Arkadaşlar önceki bölüme yaptığınız yorumları okudum ve o kadar mutlu oldum ki! Gerçekten bu kadar sevdiğinizi bilmiyordum. Yazmam konusunda yorumlarınız beni motive etti, buradan hepinize teşekkür ediyorum.
Tiuve'nin ay ışığıyla aydınlanan karanlığında yavaş yavaş yürüdüm. Gecenin geç bir saatinde gemime geri döndüğümde, daha güverteye yeni adımımı atmıştım ki Asia yanımda bitti.
"Tiuve hükümetinden bir elçi gelmeyeceği anlaşıldı Nicola." dedi. "Bugün bir Tiuve memuru peşinde dronelarla filomuzun kaydını almaya geldi. Ona hükümet temsilcilerinden biriyle görüşme talebimiz olduğunu ilettim ama tek görüşmek isteyen biz değilmişiz ve bu yüzden bizi bir sıraya soktu." Asia bir yandan elindeki kağıtları gözleriyle tarıyordu.
"Yine de görüşebileceğimize göre bu iyi bir haber."
Asia elindeki kağıtlardan gözlerini kaldırdı. " 107. sıradayız."
"Ne?"dedim afallayarak. Bu, bütün planların aksayacağı anlamına geliyordu. "Peki ne zaman sıra gelirmiş?"
"Ah, bu hiç belli olmazmış."
Nefesimi sıkıntıyla dışarıya verdim. "Örgüte durum güncellemesi yapsak iyi olur."
Olayların bu şekilde ilerlemesi can sıkıcı bir durumdu. Ellie'de durumlar çok kırılgandı. En küçük bir hata Ellie'nin kaderini bütünüyle değiştirebilirdi.
Gıcırdayan tahtalara basa basa kaptan kamarasına doğru ilerledik. Örgütle bağlantımızı sağlayacak cihaz kaptan kamarasındaydı. Geminin kaptanı 45 yaşlarında, göz kenarları derin kırışıklarla dolu, denizde geçirdiği günlerden ötürü koyu tenli ve sakallı bir adamdı. Deniz yolculuğumuz boyunca bize pek çok denizci hikayesi anlatmıştı. Hikayelerin pek çoğu garip bir şekilde Ellie'ye bağlanıyordu ama Ellie hükümetiyle ilgili alaycı sözler ve iğneleyici ifadeler içerdiği için biz bu hikayeleri o kadar da garip bulmamıştık .
"Durum güncellemesi yapmamız gerekiyor."
Kaptan, kamarasının önündeki bir iskemlede oturmuş bir şeyler tüttürüyordu. Yüzlerimizi aydınlatan tek şey ay ışığıydı ama biz Asia ile birlikte kaptan kamarasına girerken başıyla izin verdiğini görebildim.

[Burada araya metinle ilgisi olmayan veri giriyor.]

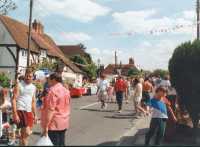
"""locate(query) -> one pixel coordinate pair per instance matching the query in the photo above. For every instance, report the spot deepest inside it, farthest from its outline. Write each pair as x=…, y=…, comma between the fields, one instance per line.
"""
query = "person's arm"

Kamaranın köşesinde eski bir kilimin altındaki gizli bölmeden kara bir kutu çıkardım. Kaptanın masasındaki notlarını bir kenara ittim ve kutuyu masaya yerleştirdim. Cihazı kutusundan nazikçe çıkardım. Mekanizmasını yine çok dikkatli bir şekilde kurdum. Mekanizmayı kurduğumdan emin olduğumda küçük mikrofona konuştum.
" Alo! Alo, duyuyor musunuz? Ben 016."
" Evet, duyuyorum. Ses geliyor mu?"
" Duyuyorum. 015'i çağırır mısınız, 015..."
Elbette iletişim kurmanın daha teknolojik yolları vardı. Ama konuşmalarımızın dinlenmesi ve hatların kesilmesi ihtimaline karşılık gizli bir hattı bu. Kodlar kullanmamızın sebebi de buydu.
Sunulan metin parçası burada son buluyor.